Gov. Scott Walker, who officially launched his bid for a third term Sunday, rallied supporters at Empire Screen Printing in Onalaska Monday morning. That evening, more than half a dozen of the Democrats hoping to unseat him debated at a candidate forum in La Crosse.
Walker bragged of record employment numbers and graduation rates, ACT scores among the best in the nation, and $8 billion in cumulative tax cuts enacted during his first seven years. He also touted six years of tuition freezes at state universities, and new requirements for people receiving public assistance to look for work and pass a drug screening.
“We are moving Wisconsin forward,” Walker said, while asking voters for another four years in office. “There’s more work to be done.”
Walker did not mention his 2010 campaign promise to create 250,000 new private sector job, a goal that has continued to elude him, but the state’s economy is far healthier than when he took office. The unemployment rate is at a 16-year low, and there are more people working than at any point in state history.
Also absent in the 9-minute stump speech was any mention of the economic development deal Walker signed earlier this year to land a $10 billion flat-screen manufacturing plant, which includes a controversial $3 billion in government assistance but could bring up to 13,000 jobs.
Walker did not take questions before heading to his next stop in Eau Claire.
The state Democratic party accused Walker of ignoring working-class people so far during his tenure.
“It’s appalling that Walker has not been focused on all the people of Wisconsin all along,” chairwoman Martha Laning said in a news release. “He had his opportunity, yet his actions have benefited the wealthy elite at the top while he left everyone else behind.”
The $3 billion in proposed funding for the Foxconn expansions was one of the targets the Democratic candidates latched onto as they threw jabs at Walker during Monday’s debate at the Brick House. They also charged Walker with failing to make good on his promise of 250,000 new jobs, using a former conservative talking point to describe the Governor’s policies of tax breaks for businesses: crony capitalism.
“We need to do an about-face,” candidate Mike McCabe said during the debate. “We need to build the economy from the ground up.”
It will be the fourth gubernatorial campaign for Walker, the former Milwaukee County executive who survived a 2012 recall election spurred by Act 10, signature legislation introduced early in his first year that stripped public workers of most collective bargaining rights.
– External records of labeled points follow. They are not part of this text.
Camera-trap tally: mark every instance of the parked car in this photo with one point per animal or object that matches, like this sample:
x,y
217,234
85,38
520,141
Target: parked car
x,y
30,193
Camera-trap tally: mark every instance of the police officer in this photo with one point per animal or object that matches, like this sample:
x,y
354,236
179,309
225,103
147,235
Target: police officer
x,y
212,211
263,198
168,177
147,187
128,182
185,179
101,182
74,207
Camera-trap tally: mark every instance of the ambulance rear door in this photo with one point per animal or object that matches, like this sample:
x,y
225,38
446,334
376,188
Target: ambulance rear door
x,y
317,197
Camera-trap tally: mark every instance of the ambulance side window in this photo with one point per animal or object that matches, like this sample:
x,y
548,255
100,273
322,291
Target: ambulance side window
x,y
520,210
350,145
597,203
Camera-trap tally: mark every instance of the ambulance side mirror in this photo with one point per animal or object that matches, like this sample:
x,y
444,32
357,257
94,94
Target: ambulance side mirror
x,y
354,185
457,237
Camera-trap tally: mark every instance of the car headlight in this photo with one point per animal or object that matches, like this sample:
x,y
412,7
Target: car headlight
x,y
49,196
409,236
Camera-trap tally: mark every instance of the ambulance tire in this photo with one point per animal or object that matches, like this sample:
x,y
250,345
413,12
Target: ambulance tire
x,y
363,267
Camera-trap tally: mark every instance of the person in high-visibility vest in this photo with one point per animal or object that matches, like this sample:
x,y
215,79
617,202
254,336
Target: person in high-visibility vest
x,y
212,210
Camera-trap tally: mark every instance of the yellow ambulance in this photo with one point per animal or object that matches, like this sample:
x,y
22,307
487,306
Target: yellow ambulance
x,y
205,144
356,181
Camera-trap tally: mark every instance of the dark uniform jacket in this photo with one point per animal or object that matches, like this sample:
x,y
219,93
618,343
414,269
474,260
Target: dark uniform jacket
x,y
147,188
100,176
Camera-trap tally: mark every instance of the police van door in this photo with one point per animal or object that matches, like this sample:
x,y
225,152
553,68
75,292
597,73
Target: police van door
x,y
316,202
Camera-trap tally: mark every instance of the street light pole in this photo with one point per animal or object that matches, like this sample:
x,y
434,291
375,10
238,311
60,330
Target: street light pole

Walker has since signed Republican legislation making Wisconsin a “right to work” state, further weakening unions.
None of that bothered John McCann, a retired Trane worker and union member disillusioned with organized labor. McCann attended the rally with his wife, Bonnie, who said she appreciates Walker’s efforts to create jobs and keep taxes down.
Walker would be only the second governor in state history to be elected to a third term, and the first since Tommy Thompson did it 20 years ago.
“He’s done a lot better job than Tommy Thompson ever did,” said Carol Schumann, who worked on Walker’s first campaign and was one of several dozen supporters at his rally Monday. The 82-year-old former Empire Screen Printing employee said she likes that Walker is “straightforward and follows through on what he says.”
Not everyone was so enamored.
Ben Plunkett of River Falls, one of about 20 protesters outside the private event, said Walker has failed to create jobs that provide workers with a livable wage.
A group of self-described “low-wage workers” who contend Walker has “rigged the system” to reward the wealthy planned to travel around the state this week picketing his campaign rallies.
While no clear Democratic frontrunner has emerged, Walker said he expects to be the target of “big government special interest groups,” including a progressive group aligned with former President Barack Obama’s campaign that has set its sights on statehouse elections in an effort to end gerrymandering.
“This isn’t going to be an easy race,” he said. “We know as we’ve seen in the past, the attacks are coming.”